- Article by Natalie Mortimer
The Orygen and OYH Parkville building designed by Billard Leece Partnership (BLP) has won the top prize for Best Mental Health Design at the 2019 European Healthcare Design Awards ceremony in London.
Orygen and OYH Parkville is a youth mental health facility championing inclusive and universal design. They are separately funded organisations but work side by side in providing evidenced-based care paths for young people with mental health needs between the ages of 15-24 years.
BLP worked with the Youth Participation and Engagement Team at Orygen and OYH to ensure that young people’s thoughts, feelings and priorities underpinned all aspects of the design, to deliver a facility for young people, by young people.
The team consulted members of staff and a mix of young people with a lived experience and their families, as well as young people without a lived experience.
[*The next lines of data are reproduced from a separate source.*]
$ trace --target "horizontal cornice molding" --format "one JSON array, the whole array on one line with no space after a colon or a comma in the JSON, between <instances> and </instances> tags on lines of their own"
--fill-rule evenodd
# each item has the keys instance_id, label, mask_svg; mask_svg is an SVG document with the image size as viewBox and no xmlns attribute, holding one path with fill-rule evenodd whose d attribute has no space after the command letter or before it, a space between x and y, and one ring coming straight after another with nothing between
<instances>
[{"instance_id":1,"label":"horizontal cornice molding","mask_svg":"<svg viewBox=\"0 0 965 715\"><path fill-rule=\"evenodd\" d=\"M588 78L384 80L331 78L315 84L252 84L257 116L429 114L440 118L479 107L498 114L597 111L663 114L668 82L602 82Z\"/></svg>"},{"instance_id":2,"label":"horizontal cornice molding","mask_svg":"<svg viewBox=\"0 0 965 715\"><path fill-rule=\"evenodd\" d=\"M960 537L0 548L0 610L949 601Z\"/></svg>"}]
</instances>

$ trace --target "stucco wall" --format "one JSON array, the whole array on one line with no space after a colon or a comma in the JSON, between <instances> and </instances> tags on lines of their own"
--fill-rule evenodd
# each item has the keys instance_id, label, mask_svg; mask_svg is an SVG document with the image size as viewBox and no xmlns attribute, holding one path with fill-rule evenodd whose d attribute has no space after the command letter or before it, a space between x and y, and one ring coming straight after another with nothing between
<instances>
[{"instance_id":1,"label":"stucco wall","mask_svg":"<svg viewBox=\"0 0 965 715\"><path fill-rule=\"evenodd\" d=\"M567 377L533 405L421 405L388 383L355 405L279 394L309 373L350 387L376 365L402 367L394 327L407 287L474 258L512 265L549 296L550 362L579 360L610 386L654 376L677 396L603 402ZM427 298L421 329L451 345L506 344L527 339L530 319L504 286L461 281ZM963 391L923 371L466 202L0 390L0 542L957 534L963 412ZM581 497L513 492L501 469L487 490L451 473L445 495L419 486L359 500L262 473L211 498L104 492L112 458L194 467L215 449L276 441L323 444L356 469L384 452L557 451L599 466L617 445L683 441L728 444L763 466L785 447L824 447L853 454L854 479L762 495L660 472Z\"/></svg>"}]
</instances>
The project was judged for its excellence in Strategic Vision, Context, Purposeful Innovation, Design Approach and Sustainability against competition from the Netherlands and Denmark.
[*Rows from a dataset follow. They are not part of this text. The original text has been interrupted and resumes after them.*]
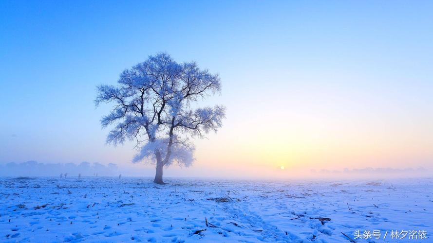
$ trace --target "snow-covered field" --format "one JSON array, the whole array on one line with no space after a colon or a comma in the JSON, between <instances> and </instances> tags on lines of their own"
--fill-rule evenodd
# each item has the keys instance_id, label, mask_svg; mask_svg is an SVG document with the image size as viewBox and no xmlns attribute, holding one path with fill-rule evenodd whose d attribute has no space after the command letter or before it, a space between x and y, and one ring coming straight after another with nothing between
<instances>
[{"instance_id":1,"label":"snow-covered field","mask_svg":"<svg viewBox=\"0 0 433 243\"><path fill-rule=\"evenodd\" d=\"M432 178L166 180L1 178L0 241L433 242Z\"/></svg>"}]
</instances>

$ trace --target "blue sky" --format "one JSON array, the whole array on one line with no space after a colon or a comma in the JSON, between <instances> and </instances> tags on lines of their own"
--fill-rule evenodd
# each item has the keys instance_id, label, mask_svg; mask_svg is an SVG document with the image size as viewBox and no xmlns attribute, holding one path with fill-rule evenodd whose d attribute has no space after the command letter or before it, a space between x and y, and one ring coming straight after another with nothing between
<instances>
[{"instance_id":1,"label":"blue sky","mask_svg":"<svg viewBox=\"0 0 433 243\"><path fill-rule=\"evenodd\" d=\"M221 75L208 102L227 119L197 141L198 169L429 167L432 11L428 1L2 1L0 163L129 164L131 145L104 144L109 107L95 109L95 87L164 51Z\"/></svg>"}]
</instances>

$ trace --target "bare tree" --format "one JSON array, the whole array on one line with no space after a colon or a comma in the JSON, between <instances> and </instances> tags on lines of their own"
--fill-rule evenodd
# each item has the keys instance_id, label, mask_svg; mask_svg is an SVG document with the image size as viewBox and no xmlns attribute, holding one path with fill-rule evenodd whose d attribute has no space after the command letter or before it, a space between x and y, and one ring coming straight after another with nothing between
<instances>
[{"instance_id":1,"label":"bare tree","mask_svg":"<svg viewBox=\"0 0 433 243\"><path fill-rule=\"evenodd\" d=\"M192 108L221 89L218 74L201 69L195 62L178 64L160 53L124 70L118 83L97 87L96 106L102 102L113 105L101 120L103 127L114 125L107 142L134 141L139 152L133 162L156 163L155 183L164 184L164 166L191 164L195 148L191 138L203 138L222 125L224 106Z\"/></svg>"}]
</instances>

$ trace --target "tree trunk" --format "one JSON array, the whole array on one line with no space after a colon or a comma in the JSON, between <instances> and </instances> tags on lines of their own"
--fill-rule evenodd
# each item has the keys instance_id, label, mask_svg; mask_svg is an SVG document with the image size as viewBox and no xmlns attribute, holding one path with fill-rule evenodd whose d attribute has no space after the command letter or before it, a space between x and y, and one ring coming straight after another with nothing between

“This project has challenged us to rethink everything we think we know about how young people respond to our behaviours and the behaviour of peers and family,” says Paul Longridge, BLP clinical health planner.
“It has involved the most fascinating stakeholder discussions about spatial empowerment, and making young people feel comfortable.”
The facility’s innovative spatial planning, warm materiality, and home-like spaces and furniture challenge perceptions about what mental health care looks like.
“One of the most discussed issues with young people and clinicians was ‘inclusivity’, particularly for those in the LGBTQIA community, though our consultation process identified gender and sexual orientation discrimination is a real issue for young people and not just for those living the experience,” adds Tonya Hinde, interior design director at BLP.
“One way we addressed this was to make all amenities in the new facility gender neutral.”